So when troopers smelled weed, they found more weed, more often, than when they didn't smell weed.

Considering the odor of marijuana constitutes probable cause for a search warrant, it stands to reason that in cases when troopers were able to use scent to help obtain a search warrant -- 133 of the 200 total cases -- they found marijuana.

*The inexact science of smells*

The study does not mention how many of those 133 search warrants were issued based solely or in part on the presence of marijuana odor and how many were initiated by some other factor such as heavy use of electricity.

The study also noted that in 25.8 percent of the cases, less than 25 growing plants were found despite one or more troopers' assertion that they smelled green or growing marijuana. The false positive rate for searches that turned up less than four ounces of marijuana was 9.2 percent. "Ideally," the study says, "this proportion should be zero." Between the more than 25 percent of cases where troopers said they smelled marijuana but turned up less than 25 plants -- 31 of the 121 cases -- and the 11 cases that resulted in finding less than four ounces of marijuana, the study indicated that smell was not necessarily a foolproof indicator of the presence of large quantities of marijuana.

Unfortunately, sense of smell is not an exact science, and numerous variables can come into play. Some of those noted in the study include wind, ventilation systems installed at marijuana grows, and the presence of doors or windows, and the troopers' proximity to the marijuana.

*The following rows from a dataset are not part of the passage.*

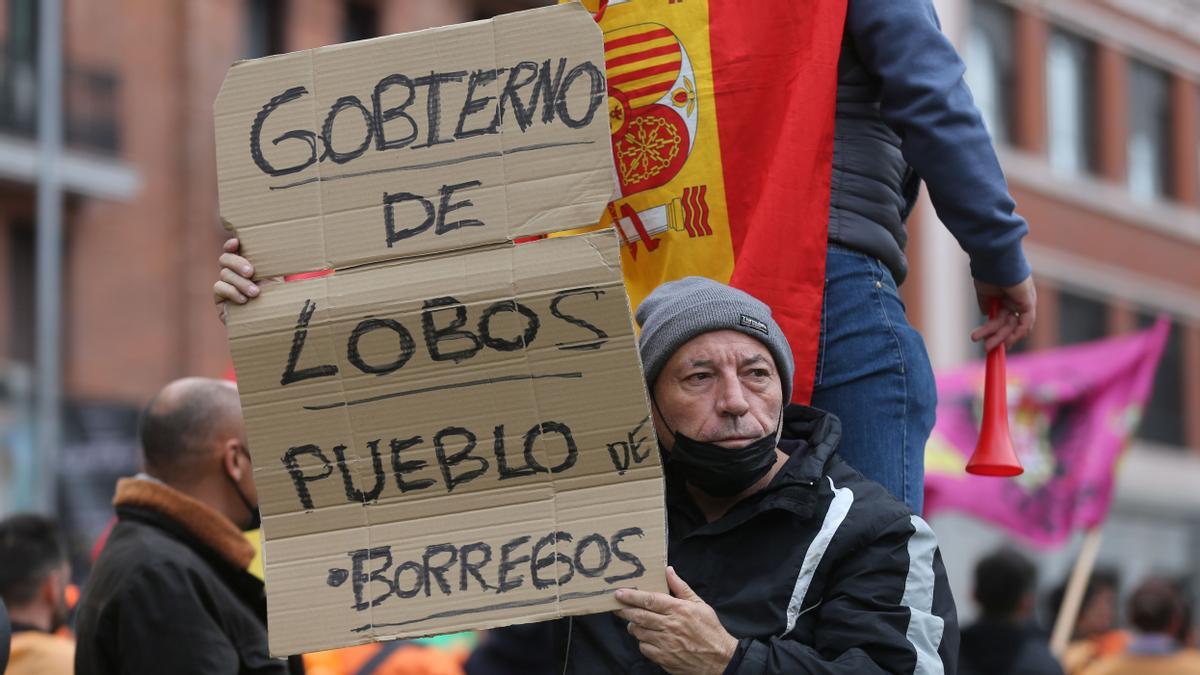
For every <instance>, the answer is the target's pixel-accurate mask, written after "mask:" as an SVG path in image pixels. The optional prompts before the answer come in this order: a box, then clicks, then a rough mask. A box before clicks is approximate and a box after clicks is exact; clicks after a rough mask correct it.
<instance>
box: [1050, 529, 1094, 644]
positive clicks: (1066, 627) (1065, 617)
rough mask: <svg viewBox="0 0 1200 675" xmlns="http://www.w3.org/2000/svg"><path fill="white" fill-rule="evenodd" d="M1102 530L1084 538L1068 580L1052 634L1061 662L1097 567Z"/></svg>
mask: <svg viewBox="0 0 1200 675" xmlns="http://www.w3.org/2000/svg"><path fill="white" fill-rule="evenodd" d="M1100 528H1102V525H1097V526H1096V527H1092V528H1091V530H1088V531H1087V534H1085V536H1084V546H1082V548H1081V549H1080V551H1079V557H1078V558H1075V567H1074V568H1072V571H1070V578H1069V579H1068V580H1067V591H1066V592H1064V593H1063V596H1062V605H1061V607H1060V608H1058V617H1057V619H1056V620H1055V622H1054V632H1052V633H1051V634H1050V651H1051V652H1052V653H1054V655H1055V657H1057V658H1058V659H1060V661H1061V659H1062V656H1063V655H1064V653H1066V652H1067V645H1068V644H1069V643H1070V634H1072V633H1073V632H1074V628H1075V620H1076V619H1079V610H1080V605H1081V604H1082V603H1084V591H1086V590H1087V580H1088V579H1090V578H1091V577H1092V569H1093V568H1094V567H1096V555H1097V554H1098V552H1099V551H1100Z"/></svg>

The study doesn't note a variety of more nebulous factors -- the individual sense of smell is highly variable. A trooper who was a smoker might smell things differently that one who is not. The day-to-day health of a troopers' sinuses could be an issue.

The study noted that officers did not smell burning marijuana in any of the cases, even though it is a much more pungent indicator of marijuana than most green and growing plants. The study did not note what percentage of troopers reported smelling the marijuana at first contact, or in how many cases did troopers failed to report the scent of marijuana until after the bust had been made. The study did not discuss whether any troopers remembered the smell only after sitting down to write a final report on the search and/or seizure.

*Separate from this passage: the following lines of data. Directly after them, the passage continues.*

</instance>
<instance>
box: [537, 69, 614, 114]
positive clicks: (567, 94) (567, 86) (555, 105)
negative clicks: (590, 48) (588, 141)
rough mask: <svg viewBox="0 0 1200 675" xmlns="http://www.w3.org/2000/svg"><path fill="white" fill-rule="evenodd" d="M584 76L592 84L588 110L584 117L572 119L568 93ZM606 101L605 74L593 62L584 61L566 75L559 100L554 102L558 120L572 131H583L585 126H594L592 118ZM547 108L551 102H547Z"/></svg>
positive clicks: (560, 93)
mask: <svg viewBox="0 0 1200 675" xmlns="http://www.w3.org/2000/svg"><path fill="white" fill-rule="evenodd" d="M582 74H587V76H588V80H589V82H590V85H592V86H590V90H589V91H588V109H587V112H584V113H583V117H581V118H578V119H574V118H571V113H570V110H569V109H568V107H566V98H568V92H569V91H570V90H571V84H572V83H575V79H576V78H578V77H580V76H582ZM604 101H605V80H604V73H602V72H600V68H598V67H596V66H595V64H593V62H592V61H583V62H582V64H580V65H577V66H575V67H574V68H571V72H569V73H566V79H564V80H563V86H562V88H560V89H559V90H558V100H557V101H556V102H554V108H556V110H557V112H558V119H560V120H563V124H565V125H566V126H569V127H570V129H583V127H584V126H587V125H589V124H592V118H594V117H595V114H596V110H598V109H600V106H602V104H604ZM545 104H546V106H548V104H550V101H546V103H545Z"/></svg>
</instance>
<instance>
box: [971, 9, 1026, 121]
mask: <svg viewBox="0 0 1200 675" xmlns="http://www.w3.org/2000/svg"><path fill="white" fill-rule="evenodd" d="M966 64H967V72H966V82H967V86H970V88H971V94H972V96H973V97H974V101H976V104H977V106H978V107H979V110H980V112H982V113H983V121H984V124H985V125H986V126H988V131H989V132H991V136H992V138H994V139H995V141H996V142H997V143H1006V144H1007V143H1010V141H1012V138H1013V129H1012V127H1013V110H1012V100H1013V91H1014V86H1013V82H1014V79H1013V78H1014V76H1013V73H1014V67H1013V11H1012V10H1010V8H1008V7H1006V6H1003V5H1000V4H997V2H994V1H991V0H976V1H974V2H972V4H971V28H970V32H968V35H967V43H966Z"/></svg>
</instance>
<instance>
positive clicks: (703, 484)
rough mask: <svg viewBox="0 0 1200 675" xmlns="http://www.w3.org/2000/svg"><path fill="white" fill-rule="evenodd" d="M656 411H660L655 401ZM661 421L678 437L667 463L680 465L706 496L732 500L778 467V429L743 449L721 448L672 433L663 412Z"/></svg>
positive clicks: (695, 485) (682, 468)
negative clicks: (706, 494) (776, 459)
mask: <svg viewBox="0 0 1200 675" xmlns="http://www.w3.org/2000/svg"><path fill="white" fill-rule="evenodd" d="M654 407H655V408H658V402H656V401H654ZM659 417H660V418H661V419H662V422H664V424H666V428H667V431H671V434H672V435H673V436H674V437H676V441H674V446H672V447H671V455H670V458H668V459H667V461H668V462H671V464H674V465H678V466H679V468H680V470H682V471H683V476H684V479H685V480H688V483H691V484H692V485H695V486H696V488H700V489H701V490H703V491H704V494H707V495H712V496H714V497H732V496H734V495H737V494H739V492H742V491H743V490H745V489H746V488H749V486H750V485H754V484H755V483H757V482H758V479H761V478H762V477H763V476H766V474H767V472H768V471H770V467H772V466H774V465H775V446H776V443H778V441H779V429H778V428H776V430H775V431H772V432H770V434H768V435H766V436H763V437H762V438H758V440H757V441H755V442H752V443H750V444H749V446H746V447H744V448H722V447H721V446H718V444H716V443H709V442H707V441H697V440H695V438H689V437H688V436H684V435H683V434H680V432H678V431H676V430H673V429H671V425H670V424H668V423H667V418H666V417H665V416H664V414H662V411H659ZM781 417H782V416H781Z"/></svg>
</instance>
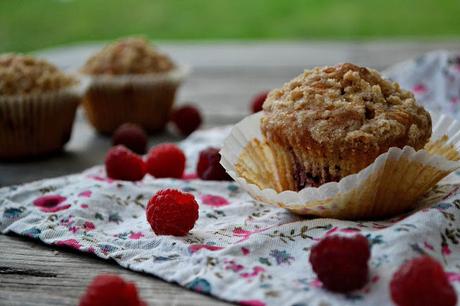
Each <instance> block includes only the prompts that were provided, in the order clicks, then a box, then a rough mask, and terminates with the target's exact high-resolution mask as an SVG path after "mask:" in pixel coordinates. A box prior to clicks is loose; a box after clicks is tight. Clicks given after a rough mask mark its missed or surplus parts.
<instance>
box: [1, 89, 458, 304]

The study does, however, strengthen the case for probable cause in cases where an officer does a knock-and-talk at a suspected marijuana cultivator's door and detects the smell of marijuana. The study supports the idea that when a trooper with a good nose smells pot in or near a structure, there is most likely going to be pot in there.

*Study inconclusive*

But the study fails to quantify whether or not the detection of the smell of growing marijuana is as prevalent as troopers in the field report. Barring a double-blind smell test administered in trooper academy to establish the subjective qualifications of each law enforcement officer when it comes to assuming the role of a drug-sniffing dog, it's difficult to claim that smelling marijuana is an infallible method of detecting drugs.

The authors of the study summarize their conclusions -- in part -- this way: "_Did the detection of marijuana odors by AST investigators reliably predict the presence of legally prohibited quantities of marijuana?" and "(t)he answer to this question is both yes and no._"

After three years, a lot of research time, and who knows how much money, experts have determined that when a trooper smells pot, there's pot -- except when there's not.

At least no taxpayer dollars were used.

*Study:* *hxxp://tinyurl.com/425jez5

**hxxp://tinyurl.com/3wrz9ll*


----------



## OGKushman

this "study" is just common sense. If it smells like weed, its probably around me. If it smells like fresh weed, its probably being grown, If it smells like smoked weed, someone is probably smoking it. 

Corrupt Alaskan police could have just as easily pocketed this "federally forfeited illegal drug proceeds" and claimed to use them for this study. 


Just sayin...the results arent really any type of discovery.


----------



## The Hemp Goddess

.....or if an officer just simply* suspects* someone is smoking/in possession/growing marijuana, they can just "invent" a marijuana smell....

Sorry, but I just don't like or trust most LEOs--IMO/E, they often lie to justify their actions.


----------



## leafminer

There are other things that smell the same.


----------



## ishnish

uh oh!   time for a new filter!  :shocked:


----------



## Mauitraveler

OGKushman said:
			
		

> this "study" is just common sense.




:icon_smile:


----------